Elizabeth Bishop: A Miracle for Breakfast review – biography of a brave poet

Megan Marshall makes it heartbreakingly clear that, ‘born into trauma and nurtured by fear’, the poet had a lot to be brave about

Elizabeth Bishop: A Miracle for Breakfast
Elizabeth Bishop: A Miracle for Breakfast
Author: Megan Marshall
ISBN-13: 9780544617308
Publisher: Houghton Mifflin Harcourt
Guideline Price: $30

In February 1947, not long after the publication of her inaugural, prize-winning collection, North & South, Elizabeth Bishop wrote a letter to her therapist, Ruth Foster, in which she attempted to identify the salient characteristic of her life. She settled on the quality of "being brave" – "for years and years," she wrote, "my major theme".

To make such an assessment of one’s life might seem melodramatic.
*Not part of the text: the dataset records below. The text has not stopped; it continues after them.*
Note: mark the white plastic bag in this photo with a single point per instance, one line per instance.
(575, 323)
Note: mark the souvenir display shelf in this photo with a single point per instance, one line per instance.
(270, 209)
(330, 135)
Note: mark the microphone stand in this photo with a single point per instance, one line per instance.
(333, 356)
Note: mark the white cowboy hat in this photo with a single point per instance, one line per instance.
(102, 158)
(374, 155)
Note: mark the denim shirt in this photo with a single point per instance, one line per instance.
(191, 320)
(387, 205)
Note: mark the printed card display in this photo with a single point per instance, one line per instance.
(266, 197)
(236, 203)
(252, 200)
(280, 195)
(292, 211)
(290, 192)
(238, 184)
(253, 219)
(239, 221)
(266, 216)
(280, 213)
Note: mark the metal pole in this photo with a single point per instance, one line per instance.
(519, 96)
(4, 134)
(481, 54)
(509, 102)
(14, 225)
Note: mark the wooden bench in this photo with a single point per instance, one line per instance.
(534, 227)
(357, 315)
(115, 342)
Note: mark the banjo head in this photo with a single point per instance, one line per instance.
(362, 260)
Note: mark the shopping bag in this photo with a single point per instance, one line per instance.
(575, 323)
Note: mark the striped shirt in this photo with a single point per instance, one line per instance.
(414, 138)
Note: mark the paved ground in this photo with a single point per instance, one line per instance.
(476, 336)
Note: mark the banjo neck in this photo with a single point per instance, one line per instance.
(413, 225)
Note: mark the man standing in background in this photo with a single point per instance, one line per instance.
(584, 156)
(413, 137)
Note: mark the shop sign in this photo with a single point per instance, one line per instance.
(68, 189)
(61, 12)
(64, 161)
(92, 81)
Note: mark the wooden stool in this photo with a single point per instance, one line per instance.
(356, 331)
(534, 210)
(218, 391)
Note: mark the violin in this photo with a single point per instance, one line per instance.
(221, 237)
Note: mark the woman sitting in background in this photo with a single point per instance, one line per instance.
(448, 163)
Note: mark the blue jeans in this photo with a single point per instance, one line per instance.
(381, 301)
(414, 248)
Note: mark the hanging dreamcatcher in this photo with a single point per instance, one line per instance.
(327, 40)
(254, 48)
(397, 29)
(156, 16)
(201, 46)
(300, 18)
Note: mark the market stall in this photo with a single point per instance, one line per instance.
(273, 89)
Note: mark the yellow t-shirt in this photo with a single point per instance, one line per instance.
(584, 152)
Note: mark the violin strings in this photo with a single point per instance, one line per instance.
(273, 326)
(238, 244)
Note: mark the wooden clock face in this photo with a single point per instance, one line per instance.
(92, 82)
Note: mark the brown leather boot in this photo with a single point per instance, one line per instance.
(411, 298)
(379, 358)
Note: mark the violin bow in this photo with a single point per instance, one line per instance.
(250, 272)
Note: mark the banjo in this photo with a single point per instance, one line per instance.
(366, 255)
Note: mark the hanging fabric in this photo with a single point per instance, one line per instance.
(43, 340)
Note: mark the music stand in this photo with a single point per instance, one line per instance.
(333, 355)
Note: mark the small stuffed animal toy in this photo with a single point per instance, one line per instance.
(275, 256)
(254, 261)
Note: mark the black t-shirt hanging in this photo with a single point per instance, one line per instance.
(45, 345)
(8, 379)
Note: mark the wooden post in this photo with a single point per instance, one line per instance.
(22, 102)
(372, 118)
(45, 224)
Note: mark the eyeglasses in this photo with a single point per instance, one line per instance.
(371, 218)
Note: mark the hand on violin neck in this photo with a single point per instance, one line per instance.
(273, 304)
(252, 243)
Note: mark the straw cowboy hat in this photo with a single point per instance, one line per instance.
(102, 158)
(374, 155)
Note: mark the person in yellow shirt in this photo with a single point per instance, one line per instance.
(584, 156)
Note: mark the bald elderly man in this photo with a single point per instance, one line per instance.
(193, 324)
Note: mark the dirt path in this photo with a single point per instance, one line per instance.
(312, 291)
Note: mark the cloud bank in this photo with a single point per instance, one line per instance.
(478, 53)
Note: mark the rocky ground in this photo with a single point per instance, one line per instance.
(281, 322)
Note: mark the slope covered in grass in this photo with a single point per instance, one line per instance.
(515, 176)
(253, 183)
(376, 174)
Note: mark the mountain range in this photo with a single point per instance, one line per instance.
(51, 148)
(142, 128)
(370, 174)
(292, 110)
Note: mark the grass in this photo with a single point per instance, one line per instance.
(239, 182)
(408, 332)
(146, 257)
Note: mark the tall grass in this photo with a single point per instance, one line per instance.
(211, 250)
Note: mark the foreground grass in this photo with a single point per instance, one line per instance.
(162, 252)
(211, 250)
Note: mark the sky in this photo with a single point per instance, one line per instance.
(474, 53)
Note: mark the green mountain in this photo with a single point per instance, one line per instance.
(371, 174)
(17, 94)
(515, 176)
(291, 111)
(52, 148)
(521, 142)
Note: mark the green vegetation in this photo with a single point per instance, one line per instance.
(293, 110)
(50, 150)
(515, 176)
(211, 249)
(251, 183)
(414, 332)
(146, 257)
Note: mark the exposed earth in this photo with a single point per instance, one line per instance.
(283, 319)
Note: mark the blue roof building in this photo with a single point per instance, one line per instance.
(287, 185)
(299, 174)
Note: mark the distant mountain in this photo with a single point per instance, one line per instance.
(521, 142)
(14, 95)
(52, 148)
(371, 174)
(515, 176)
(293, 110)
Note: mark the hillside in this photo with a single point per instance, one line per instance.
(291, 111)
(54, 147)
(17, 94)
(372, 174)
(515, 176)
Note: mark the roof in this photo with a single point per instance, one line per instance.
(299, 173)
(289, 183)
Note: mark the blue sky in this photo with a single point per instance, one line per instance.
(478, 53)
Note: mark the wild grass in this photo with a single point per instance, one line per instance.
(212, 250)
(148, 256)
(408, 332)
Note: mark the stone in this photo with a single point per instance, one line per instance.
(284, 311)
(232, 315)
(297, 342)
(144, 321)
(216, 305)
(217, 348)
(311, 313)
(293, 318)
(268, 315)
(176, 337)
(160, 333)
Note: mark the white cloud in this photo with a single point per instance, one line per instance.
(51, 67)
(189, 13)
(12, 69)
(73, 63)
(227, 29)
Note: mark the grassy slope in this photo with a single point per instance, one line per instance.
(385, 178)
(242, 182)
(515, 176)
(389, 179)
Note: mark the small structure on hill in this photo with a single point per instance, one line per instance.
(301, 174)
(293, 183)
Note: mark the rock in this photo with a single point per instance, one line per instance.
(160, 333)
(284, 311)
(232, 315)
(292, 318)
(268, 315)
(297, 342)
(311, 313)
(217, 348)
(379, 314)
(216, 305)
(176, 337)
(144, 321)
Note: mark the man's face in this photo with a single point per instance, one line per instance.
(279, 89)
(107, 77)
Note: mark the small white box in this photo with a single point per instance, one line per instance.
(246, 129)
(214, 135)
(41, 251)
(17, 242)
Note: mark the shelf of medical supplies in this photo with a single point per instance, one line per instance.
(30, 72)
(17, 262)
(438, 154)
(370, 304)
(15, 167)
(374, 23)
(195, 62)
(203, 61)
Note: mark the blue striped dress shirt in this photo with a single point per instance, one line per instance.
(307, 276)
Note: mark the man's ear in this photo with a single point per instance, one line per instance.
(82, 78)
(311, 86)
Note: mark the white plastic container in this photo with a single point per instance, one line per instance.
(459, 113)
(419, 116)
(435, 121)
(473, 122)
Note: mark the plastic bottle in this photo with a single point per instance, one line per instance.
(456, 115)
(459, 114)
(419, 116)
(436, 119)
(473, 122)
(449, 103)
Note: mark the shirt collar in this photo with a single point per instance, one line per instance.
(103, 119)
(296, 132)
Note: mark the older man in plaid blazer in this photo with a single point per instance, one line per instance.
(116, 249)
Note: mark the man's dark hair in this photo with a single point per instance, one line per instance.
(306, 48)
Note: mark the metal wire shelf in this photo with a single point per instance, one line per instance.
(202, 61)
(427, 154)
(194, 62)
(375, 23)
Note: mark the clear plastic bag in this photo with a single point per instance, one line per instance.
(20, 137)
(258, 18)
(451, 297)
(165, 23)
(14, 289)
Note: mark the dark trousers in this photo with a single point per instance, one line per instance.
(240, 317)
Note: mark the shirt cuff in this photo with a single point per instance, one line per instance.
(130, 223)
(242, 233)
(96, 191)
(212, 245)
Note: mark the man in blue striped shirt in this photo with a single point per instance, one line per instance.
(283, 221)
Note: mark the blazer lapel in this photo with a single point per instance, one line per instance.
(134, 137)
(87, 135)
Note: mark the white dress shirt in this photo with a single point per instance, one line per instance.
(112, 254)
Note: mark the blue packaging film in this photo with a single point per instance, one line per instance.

But as Megan Marshall’s new book makes heartbreakingly clear, Bishop (who was born in 1911 and died in 1979) had a lot to be brave about. By her late 30s – the age at which she sent her note to Foster – the poet had already suffered a dismaying amount of emotional turmoil. The distress began in infancy, when, at the age of five months, she was abandoned by her parents, Gertrude, who enjoyed apparently good physical health, and William, who had a form of kidney dysfunction known as Bright’s disease.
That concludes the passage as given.